A. AUGMENTER LA SURFACE DE CONTACT

1. L'engagement dans les armées reste une vocation très spécifique

Le recrutement dans les armées suit une tendance commune aux métiers de la sphère publique. Dans la fonction publique, le nombre de candidats pour un poste offert y est passé de 16 à 6 ces trente dernières années, et les flux de sorties grossissent depuis dix ans. C'est particulièrement le cas dans la sphère régalienne, la police et la gendarmerie concurrençant en outre directement les armées pour le recrutement. Partout, les viviers s'assèchent et la sélectivité se dégrade, ce qui témoigne d'une forme de crise de l'État de vaste ampleur.

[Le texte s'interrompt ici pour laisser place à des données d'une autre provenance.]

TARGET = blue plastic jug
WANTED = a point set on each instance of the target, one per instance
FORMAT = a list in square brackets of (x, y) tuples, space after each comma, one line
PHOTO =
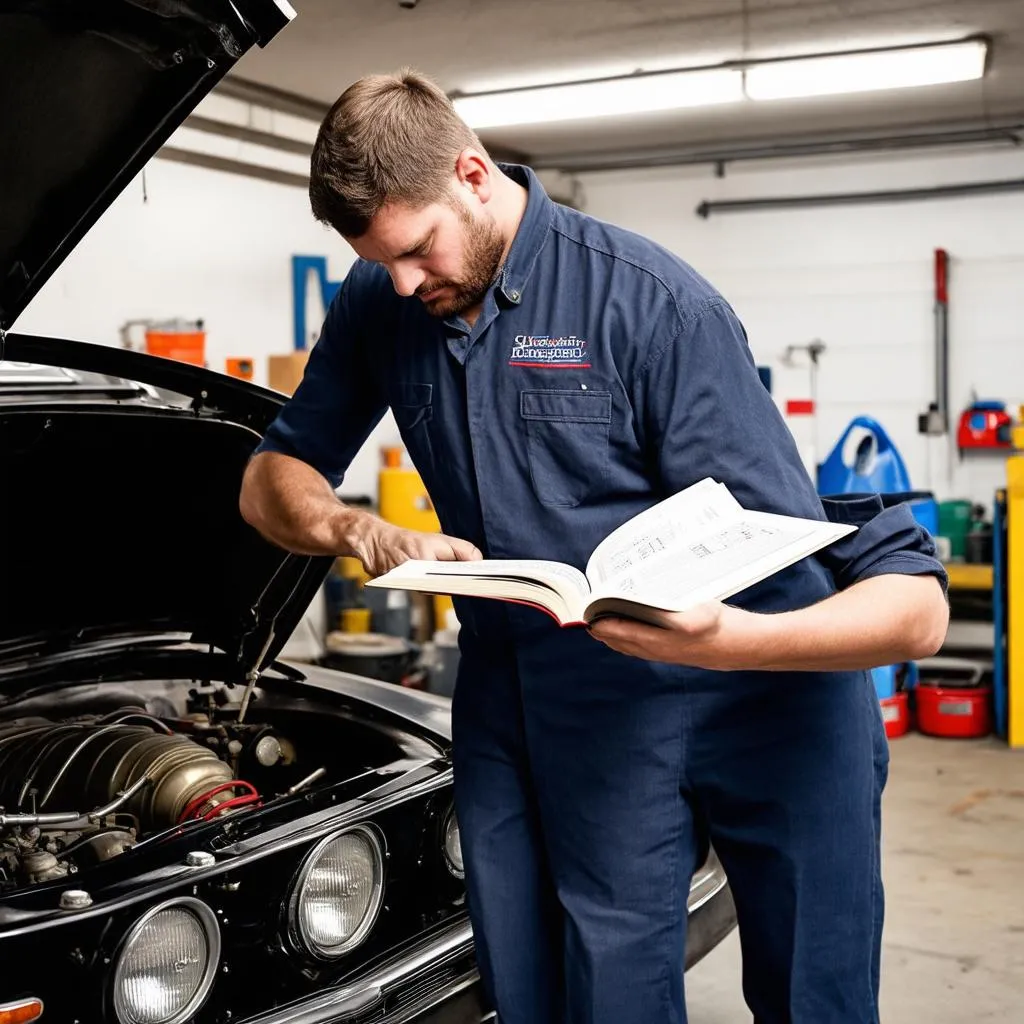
[(876, 466)]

Plus profondément, il faut reconnaître que peu d'éléments, dans la société moderne, prédisposent à s'engager dans l'armée. La valorisation dans les représentations communes de l'individualisme, de l'immédiateté et de la jouissance des bonheurs privés n'est pas facilement conciliable avec la spécificité militaire, et avec l'engagement extrême que représente le fait de pouvoir être amené à tuer ou à mourir sur ordre. Ce qui pose la question plus complexe de la place de la fonction militaire dans la société, qu'il faut à tout prix préserver de l'invisibilisation.

2. Refaire de l'armée un acteur important de la vie collective

Augmenter la surface de contact suppose de rendre les militaires à la fois plus audibles et plus visibles. La France paye à cet égard le prix de la réduction du format des armées après la chute du Mur. Aujourd'hui, 30 départements sont par exemple dépourvus d'implantations de l'armée de Terre, ce qui fait que les jeunes Français d'aujourd'hui, qui sont les enfants de la première génération qui n'a pas fait son service militaire, peuvent ne jamais croiser de militaires avant de parvenir à l'âge adulte.

Le HCECM a déjà fait des propositions visant à réintroduire le soldat dans la vie collective. Y contribuerait par exemple la banalisation du port de l'uniforme dans l'espace public, sur les trajets domicile-travail par exemple - il avait été interdit par le commandement après l'émergence du risque terroriste.

L'expression publique des officiers sur les questions stratégiques pourrait sans doute être davantage encouragée, ce qui suppose de soutenir ce champ disciplinaire, et de valoriser la production intellectuelle des militaires. Sur ce plan, les choses évoluent toutefois, comme en témoigne la création récente de l'Academ.

L'enseignement supérieur est le grand absent des politiques de lien armée-Nation. Pourtant, à l'heure où 60 % d'une classe d'âge est inscrit dans l'enseignement supérieur, où l'on change de métier plus souvent et où l'armée peut être une expérience parmi d'autres, et alors que l'on promeut l'hybridation du modèle d'armée avec la participation accrue de la réserve, les formations initiales militaires et civiles doivent être plus franchement décloisonnées et les échanges facilités à une plus vaste échelle.